Sorrell seems satisfied with the title if it means his students walk away ready to run a marketing campaign, and, better yet, ready to hit the ground running for a potential employer or their own startup business.
“They’re getting ready to launch into the real world. If they don’t have the skill to deal with the challenges they’re going to fold at the first hiccup or disappointment,” he says. “Every obstacle is a chance to learn and grow and find a new way. I teach them about it, but it’s when they actually experience it — that’s when the learning comes in.”
The teams work with banks, dentists, app developers and many emerging entrepreneurs, some who require confidentiality agreements. Each client — often referred by the Mihaylo College for Business and Economics’ Center for Entrepreneurship — hopes the experience sets a course for future success and growth in business.
The graduate students in Bizzi’s Business Strategy capstone course are preparing for a not-so-distant future. Consulting is the first choice of MBA graduates, he said.
“The students acquire critical thinking, problem solving and teamwork skills, which are simply the most important skills employers desire in graduate students,” he said. “They work a lot of hours on the project, several hundreds. They go to the clients, listen to their problems and devise practical, actionable and concrete solutions that impact the profitability of companies.”
Coached by their mentors, the consultants gain confidence and skills to research and promote their marketing plans, said mentor and alumnus Rick Balzer, ‘93 (B.A. business administration-marketing) president of IntelesysOne, in Ontario.
“It’s a true look at the inner workings of the business world,” Balzer said. “There is no substitute for real-world experience. I wish I had a class like this in my college days.”

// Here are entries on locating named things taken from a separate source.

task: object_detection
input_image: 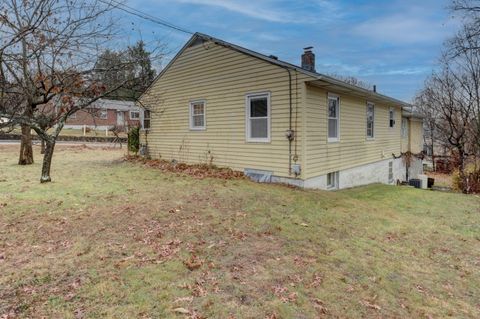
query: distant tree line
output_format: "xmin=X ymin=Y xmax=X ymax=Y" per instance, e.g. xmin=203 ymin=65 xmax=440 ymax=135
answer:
xmin=415 ymin=0 xmax=480 ymax=193
xmin=0 ymin=0 xmax=163 ymax=182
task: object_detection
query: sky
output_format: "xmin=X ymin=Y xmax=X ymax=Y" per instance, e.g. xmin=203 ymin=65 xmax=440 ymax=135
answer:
xmin=121 ymin=0 xmax=458 ymax=102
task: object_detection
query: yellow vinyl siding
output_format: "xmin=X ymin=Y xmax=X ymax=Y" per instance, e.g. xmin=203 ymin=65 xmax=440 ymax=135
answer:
xmin=408 ymin=118 xmax=423 ymax=154
xmin=141 ymin=43 xmax=312 ymax=176
xmin=305 ymin=86 xmax=401 ymax=178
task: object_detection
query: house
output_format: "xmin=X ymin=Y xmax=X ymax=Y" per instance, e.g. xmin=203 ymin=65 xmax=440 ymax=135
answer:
xmin=65 ymin=99 xmax=143 ymax=130
xmin=139 ymin=33 xmax=423 ymax=189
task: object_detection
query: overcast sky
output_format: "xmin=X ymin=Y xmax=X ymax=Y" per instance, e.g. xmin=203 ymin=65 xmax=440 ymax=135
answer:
xmin=119 ymin=0 xmax=457 ymax=102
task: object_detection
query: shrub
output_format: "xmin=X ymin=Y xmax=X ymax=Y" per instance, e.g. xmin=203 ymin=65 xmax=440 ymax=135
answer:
xmin=128 ymin=126 xmax=140 ymax=155
xmin=452 ymin=165 xmax=480 ymax=194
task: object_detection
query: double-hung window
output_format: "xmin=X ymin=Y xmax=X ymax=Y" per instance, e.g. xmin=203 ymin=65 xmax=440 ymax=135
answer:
xmin=143 ymin=109 xmax=151 ymax=130
xmin=190 ymin=100 xmax=207 ymax=130
xmin=367 ymin=102 xmax=375 ymax=139
xmin=130 ymin=111 xmax=140 ymax=120
xmin=99 ymin=109 xmax=108 ymax=120
xmin=327 ymin=94 xmax=340 ymax=142
xmin=246 ymin=93 xmax=270 ymax=143
xmin=388 ymin=107 xmax=395 ymax=128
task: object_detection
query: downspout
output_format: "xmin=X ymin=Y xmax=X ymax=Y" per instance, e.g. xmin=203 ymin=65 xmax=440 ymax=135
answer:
xmin=286 ymin=68 xmax=295 ymax=175
xmin=283 ymin=67 xmax=296 ymax=175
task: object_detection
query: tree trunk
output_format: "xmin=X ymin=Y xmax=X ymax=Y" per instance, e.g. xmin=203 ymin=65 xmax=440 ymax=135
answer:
xmin=40 ymin=139 xmax=45 ymax=155
xmin=18 ymin=125 xmax=33 ymax=165
xmin=40 ymin=140 xmax=55 ymax=183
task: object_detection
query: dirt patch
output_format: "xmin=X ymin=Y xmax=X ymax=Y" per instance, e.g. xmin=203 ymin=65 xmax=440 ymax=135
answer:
xmin=125 ymin=156 xmax=245 ymax=179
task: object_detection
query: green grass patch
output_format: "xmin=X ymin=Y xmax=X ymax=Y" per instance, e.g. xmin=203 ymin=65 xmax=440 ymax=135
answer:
xmin=0 ymin=146 xmax=480 ymax=318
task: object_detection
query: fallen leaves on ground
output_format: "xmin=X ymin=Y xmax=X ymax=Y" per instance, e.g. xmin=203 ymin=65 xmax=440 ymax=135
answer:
xmin=125 ymin=156 xmax=245 ymax=179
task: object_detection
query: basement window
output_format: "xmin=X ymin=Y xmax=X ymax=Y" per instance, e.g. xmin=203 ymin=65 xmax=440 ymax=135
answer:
xmin=190 ymin=100 xmax=206 ymax=130
xmin=328 ymin=94 xmax=340 ymax=142
xmin=246 ymin=93 xmax=270 ymax=143
xmin=327 ymin=172 xmax=338 ymax=189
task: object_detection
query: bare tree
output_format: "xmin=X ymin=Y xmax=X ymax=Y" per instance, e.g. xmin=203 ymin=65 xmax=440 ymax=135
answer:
xmin=0 ymin=0 xmax=161 ymax=182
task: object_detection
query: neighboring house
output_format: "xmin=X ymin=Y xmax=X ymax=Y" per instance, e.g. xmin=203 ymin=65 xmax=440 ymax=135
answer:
xmin=140 ymin=33 xmax=422 ymax=189
xmin=65 ymin=99 xmax=143 ymax=130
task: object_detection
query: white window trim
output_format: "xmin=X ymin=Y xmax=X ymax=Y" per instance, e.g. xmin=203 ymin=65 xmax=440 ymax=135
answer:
xmin=98 ymin=109 xmax=108 ymax=120
xmin=327 ymin=93 xmax=340 ymax=143
xmin=129 ymin=111 xmax=140 ymax=121
xmin=365 ymin=101 xmax=376 ymax=141
xmin=326 ymin=171 xmax=340 ymax=190
xmin=245 ymin=92 xmax=272 ymax=143
xmin=140 ymin=109 xmax=152 ymax=131
xmin=188 ymin=100 xmax=207 ymax=131
xmin=388 ymin=107 xmax=397 ymax=130
xmin=388 ymin=161 xmax=395 ymax=183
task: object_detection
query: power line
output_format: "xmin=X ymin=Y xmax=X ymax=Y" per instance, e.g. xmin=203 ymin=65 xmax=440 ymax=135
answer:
xmin=100 ymin=0 xmax=194 ymax=34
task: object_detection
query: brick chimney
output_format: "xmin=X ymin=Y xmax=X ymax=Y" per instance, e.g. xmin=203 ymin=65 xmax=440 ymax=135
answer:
xmin=302 ymin=47 xmax=315 ymax=72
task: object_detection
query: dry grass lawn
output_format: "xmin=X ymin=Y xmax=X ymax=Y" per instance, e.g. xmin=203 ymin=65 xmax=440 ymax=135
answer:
xmin=0 ymin=146 xmax=480 ymax=318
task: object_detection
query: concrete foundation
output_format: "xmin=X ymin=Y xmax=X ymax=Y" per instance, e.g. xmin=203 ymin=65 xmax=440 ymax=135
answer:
xmin=255 ymin=158 xmax=423 ymax=189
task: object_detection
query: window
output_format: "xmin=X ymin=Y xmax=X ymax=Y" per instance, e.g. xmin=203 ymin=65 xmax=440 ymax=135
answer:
xmin=367 ymin=102 xmax=375 ymax=138
xmin=388 ymin=162 xmax=393 ymax=183
xmin=130 ymin=111 xmax=140 ymax=120
xmin=328 ymin=94 xmax=340 ymax=142
xmin=143 ymin=110 xmax=150 ymax=130
xmin=402 ymin=117 xmax=408 ymax=138
xmin=246 ymin=93 xmax=270 ymax=143
xmin=99 ymin=109 xmax=108 ymax=120
xmin=190 ymin=101 xmax=206 ymax=130
xmin=327 ymin=172 xmax=338 ymax=189
xmin=388 ymin=107 xmax=395 ymax=128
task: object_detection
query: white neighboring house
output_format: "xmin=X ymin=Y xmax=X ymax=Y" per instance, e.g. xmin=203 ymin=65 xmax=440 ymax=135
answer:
xmin=64 ymin=99 xmax=144 ymax=130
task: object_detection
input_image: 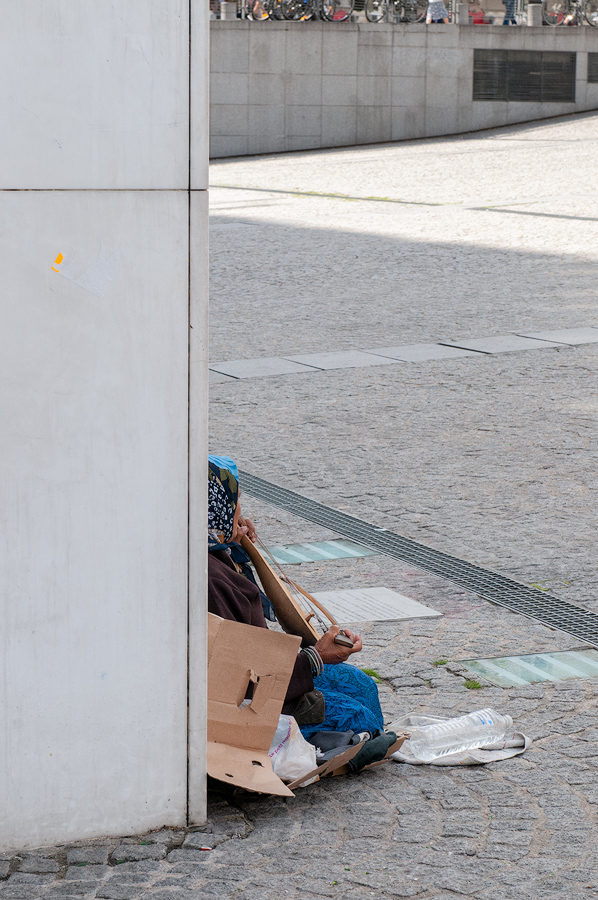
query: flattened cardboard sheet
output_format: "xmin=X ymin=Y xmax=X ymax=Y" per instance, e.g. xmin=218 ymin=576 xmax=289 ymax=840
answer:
xmin=208 ymin=741 xmax=294 ymax=797
xmin=207 ymin=613 xmax=301 ymax=797
xmin=208 ymin=613 xmax=301 ymax=752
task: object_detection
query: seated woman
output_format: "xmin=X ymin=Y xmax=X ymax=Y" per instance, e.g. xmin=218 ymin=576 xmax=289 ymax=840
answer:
xmin=208 ymin=456 xmax=386 ymax=740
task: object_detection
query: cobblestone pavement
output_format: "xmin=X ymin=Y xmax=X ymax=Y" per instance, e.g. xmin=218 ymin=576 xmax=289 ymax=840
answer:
xmin=0 ymin=115 xmax=598 ymax=900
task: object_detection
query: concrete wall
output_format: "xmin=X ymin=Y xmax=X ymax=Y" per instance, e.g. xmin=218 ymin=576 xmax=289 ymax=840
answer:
xmin=0 ymin=0 xmax=208 ymax=851
xmin=210 ymin=19 xmax=598 ymax=157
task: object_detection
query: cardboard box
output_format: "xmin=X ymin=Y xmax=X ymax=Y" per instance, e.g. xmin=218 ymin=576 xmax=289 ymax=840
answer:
xmin=208 ymin=613 xmax=301 ymax=797
xmin=208 ymin=613 xmax=402 ymax=797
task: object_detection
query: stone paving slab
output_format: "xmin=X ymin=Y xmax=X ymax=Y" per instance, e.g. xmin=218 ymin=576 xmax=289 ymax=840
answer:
xmin=285 ymin=350 xmax=394 ymax=369
xmin=521 ymin=328 xmax=598 ymax=346
xmin=443 ymin=334 xmax=559 ymax=353
xmin=208 ymin=369 xmax=237 ymax=384
xmin=211 ymin=356 xmax=313 ymax=379
xmin=367 ymin=344 xmax=475 ymax=362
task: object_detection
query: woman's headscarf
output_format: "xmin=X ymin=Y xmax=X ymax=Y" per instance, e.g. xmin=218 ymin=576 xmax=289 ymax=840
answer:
xmin=208 ymin=456 xmax=276 ymax=622
xmin=208 ymin=456 xmax=239 ymax=550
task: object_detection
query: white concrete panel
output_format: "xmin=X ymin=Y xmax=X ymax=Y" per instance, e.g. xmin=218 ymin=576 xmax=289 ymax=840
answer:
xmin=210 ymin=134 xmax=248 ymax=159
xmin=357 ymin=75 xmax=392 ymax=106
xmin=247 ymin=134 xmax=288 ymax=155
xmin=357 ymin=106 xmax=392 ymax=144
xmin=521 ymin=326 xmax=598 ymax=347
xmin=425 ymin=104 xmax=458 ymax=137
xmin=392 ymin=44 xmax=426 ymax=78
xmin=391 ymin=77 xmax=426 ymax=111
xmin=210 ymin=103 xmax=249 ymax=137
xmin=285 ymin=28 xmax=324 ymax=76
xmin=285 ymin=106 xmax=322 ymax=137
xmin=357 ymin=42 xmax=392 ymax=78
xmin=210 ymin=72 xmax=249 ymax=104
xmin=0 ymin=190 xmax=189 ymax=850
xmin=391 ymin=106 xmax=425 ymax=141
xmin=366 ymin=344 xmax=475 ymax=362
xmin=322 ymin=24 xmax=359 ymax=75
xmin=0 ymin=0 xmax=190 ymax=189
xmin=188 ymin=191 xmax=213 ymax=825
xmin=285 ymin=74 xmax=322 ymax=106
xmin=322 ymin=106 xmax=357 ymax=147
xmin=245 ymin=28 xmax=286 ymax=75
xmin=425 ymin=74 xmax=459 ymax=112
xmin=195 ymin=3 xmax=211 ymax=191
xmin=322 ymin=75 xmax=357 ymax=106
xmin=248 ymin=73 xmax=285 ymax=103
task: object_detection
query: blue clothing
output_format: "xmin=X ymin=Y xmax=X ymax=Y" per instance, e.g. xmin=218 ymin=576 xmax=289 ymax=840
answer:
xmin=299 ymin=663 xmax=384 ymax=738
xmin=208 ymin=454 xmax=239 ymax=481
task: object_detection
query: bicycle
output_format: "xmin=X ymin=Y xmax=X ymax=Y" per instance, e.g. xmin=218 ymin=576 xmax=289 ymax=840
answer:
xmin=365 ymin=0 xmax=426 ymax=23
xmin=247 ymin=0 xmax=284 ymax=22
xmin=280 ymin=0 xmax=354 ymax=22
xmin=542 ymin=0 xmax=598 ymax=22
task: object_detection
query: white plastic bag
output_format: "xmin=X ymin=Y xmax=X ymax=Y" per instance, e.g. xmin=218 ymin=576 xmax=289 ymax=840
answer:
xmin=268 ymin=716 xmax=318 ymax=787
xmin=386 ymin=713 xmax=532 ymax=766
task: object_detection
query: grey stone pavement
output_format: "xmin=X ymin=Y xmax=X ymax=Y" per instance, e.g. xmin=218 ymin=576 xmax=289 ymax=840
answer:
xmin=0 ymin=115 xmax=598 ymax=900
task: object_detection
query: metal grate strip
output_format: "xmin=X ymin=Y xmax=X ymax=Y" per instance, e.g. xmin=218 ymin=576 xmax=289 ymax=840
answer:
xmin=239 ymin=472 xmax=598 ymax=647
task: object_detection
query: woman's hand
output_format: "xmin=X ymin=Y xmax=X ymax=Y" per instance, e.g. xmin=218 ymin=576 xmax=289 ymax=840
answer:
xmin=239 ymin=516 xmax=257 ymax=544
xmin=315 ymin=625 xmax=363 ymax=666
xmin=231 ymin=503 xmax=257 ymax=544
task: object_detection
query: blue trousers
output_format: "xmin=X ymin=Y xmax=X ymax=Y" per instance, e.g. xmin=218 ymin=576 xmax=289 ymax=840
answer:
xmin=300 ymin=663 xmax=384 ymax=738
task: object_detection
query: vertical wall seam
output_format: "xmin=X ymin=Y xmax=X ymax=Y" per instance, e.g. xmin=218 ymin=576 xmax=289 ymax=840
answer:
xmin=185 ymin=0 xmax=192 ymax=825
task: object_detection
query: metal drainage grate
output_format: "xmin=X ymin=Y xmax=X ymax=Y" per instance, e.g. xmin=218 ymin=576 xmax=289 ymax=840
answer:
xmin=239 ymin=472 xmax=598 ymax=647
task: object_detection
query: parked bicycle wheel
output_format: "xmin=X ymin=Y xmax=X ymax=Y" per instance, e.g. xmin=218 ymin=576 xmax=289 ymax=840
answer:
xmin=403 ymin=0 xmax=428 ymax=22
xmin=583 ymin=0 xmax=598 ymax=28
xmin=321 ymin=0 xmax=353 ymax=22
xmin=280 ymin=0 xmax=315 ymax=21
xmin=365 ymin=0 xmax=386 ymax=22
xmin=542 ymin=0 xmax=570 ymax=25
xmin=247 ymin=0 xmax=268 ymax=22
xmin=268 ymin=0 xmax=284 ymax=20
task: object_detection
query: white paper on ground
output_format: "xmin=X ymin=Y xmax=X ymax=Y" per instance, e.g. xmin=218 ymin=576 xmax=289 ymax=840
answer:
xmin=392 ymin=713 xmax=532 ymax=766
xmin=313 ymin=588 xmax=442 ymax=624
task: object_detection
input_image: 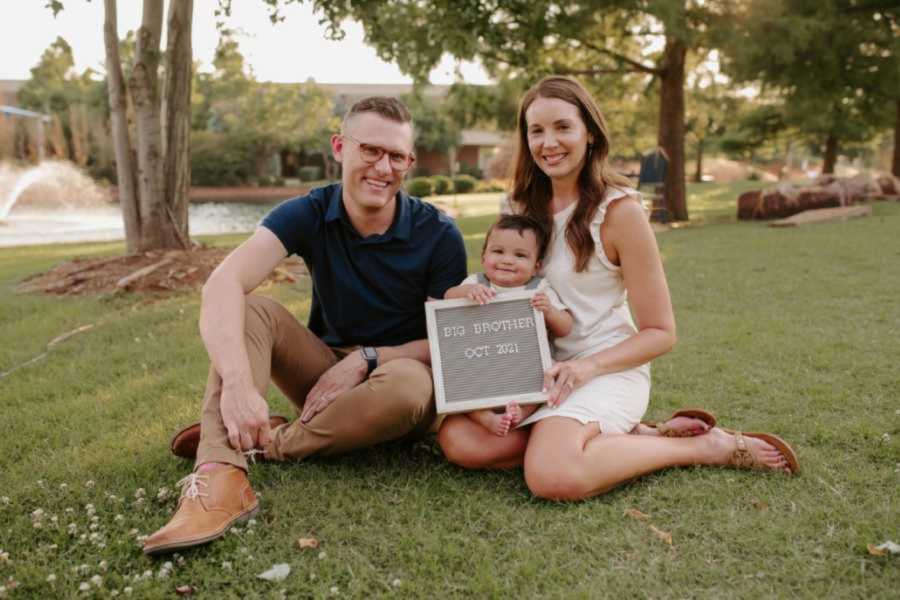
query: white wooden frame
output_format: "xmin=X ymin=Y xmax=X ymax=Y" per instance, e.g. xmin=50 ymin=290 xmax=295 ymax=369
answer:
xmin=425 ymin=290 xmax=551 ymax=414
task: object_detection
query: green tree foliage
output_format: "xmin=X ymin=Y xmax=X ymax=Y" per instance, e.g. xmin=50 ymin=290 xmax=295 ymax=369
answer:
xmin=403 ymin=94 xmax=461 ymax=153
xmin=720 ymin=0 xmax=900 ymax=172
xmin=192 ymin=30 xmax=339 ymax=177
xmin=313 ymin=0 xmax=724 ymax=219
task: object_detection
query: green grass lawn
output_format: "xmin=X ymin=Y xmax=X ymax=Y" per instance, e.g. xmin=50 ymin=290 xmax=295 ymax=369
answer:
xmin=0 ymin=184 xmax=900 ymax=598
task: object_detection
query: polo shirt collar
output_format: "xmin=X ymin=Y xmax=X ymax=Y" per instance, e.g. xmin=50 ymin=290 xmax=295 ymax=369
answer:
xmin=325 ymin=184 xmax=412 ymax=242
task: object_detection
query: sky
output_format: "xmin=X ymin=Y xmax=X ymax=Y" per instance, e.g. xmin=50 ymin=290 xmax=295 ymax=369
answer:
xmin=0 ymin=0 xmax=490 ymax=84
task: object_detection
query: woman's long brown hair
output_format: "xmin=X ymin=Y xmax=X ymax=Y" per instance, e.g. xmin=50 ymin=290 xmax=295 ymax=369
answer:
xmin=512 ymin=75 xmax=629 ymax=272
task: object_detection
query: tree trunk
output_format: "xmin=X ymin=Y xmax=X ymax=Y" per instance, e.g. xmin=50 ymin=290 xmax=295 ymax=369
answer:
xmin=658 ymin=36 xmax=688 ymax=221
xmin=128 ymin=0 xmax=168 ymax=251
xmin=162 ymin=0 xmax=194 ymax=249
xmin=891 ymin=99 xmax=900 ymax=177
xmin=103 ymin=0 xmax=141 ymax=254
xmin=822 ymin=133 xmax=837 ymax=175
xmin=694 ymin=138 xmax=703 ymax=183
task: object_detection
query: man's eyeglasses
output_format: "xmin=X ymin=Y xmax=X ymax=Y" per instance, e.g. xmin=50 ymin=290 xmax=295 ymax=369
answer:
xmin=341 ymin=134 xmax=416 ymax=171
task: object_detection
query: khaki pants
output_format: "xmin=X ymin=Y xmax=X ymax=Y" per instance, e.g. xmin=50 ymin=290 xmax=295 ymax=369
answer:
xmin=196 ymin=295 xmax=435 ymax=470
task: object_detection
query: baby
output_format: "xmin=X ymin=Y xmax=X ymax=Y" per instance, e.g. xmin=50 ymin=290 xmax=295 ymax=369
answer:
xmin=444 ymin=215 xmax=572 ymax=436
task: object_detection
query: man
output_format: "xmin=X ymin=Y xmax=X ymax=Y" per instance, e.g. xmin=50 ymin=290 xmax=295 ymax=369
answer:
xmin=144 ymin=97 xmax=466 ymax=554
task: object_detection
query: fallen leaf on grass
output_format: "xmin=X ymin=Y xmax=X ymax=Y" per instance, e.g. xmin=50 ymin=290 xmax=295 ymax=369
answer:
xmin=650 ymin=525 xmax=672 ymax=546
xmin=257 ymin=563 xmax=291 ymax=581
xmin=297 ymin=538 xmax=319 ymax=550
xmin=866 ymin=540 xmax=900 ymax=556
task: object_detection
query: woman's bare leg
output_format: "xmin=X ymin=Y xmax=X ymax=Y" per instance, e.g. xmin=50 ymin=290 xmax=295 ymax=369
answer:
xmin=524 ymin=417 xmax=787 ymax=500
xmin=438 ymin=415 xmax=529 ymax=469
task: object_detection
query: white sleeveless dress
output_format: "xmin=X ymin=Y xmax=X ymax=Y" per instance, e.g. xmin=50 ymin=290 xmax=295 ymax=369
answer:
xmin=507 ymin=188 xmax=650 ymax=433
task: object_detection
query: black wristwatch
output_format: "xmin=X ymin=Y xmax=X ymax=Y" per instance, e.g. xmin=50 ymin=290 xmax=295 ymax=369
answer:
xmin=359 ymin=346 xmax=378 ymax=377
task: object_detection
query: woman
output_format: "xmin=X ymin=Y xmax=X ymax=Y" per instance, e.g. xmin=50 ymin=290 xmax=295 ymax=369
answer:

Sanjay Patel said partnering with student consultants gave Commercial Bank of California an opportunity to work with informed minds and to gain fresh ideas on relating to customers.
“We learned to do things differently, things we have not tried before, and that gives us the opportunity to try a new way of thinking around our marketing and sales opportunities,” said Patel, vice president of analytics and innovation for the bank.
The clients retain a student as a marketing consultant or a freelancer from one in four projects, Sorrell boasts.
Donny Ritcharoen, ‘18 (B.A. business administration-entrepreneurship) worked on a team that revamped the marketing plan for Keller Williams in Irvine. The team redesigned logos and websites, developed a new, dynamic social media presence and strategic advertising campaign and improved rankings and the quality of online search results using search engine optimization — all on a tight deadline.
“Each group project is assigned a real company with real deliverables that matter,” he said. “The real-world experience before graduating gives students a leg up on the competition for jobs.”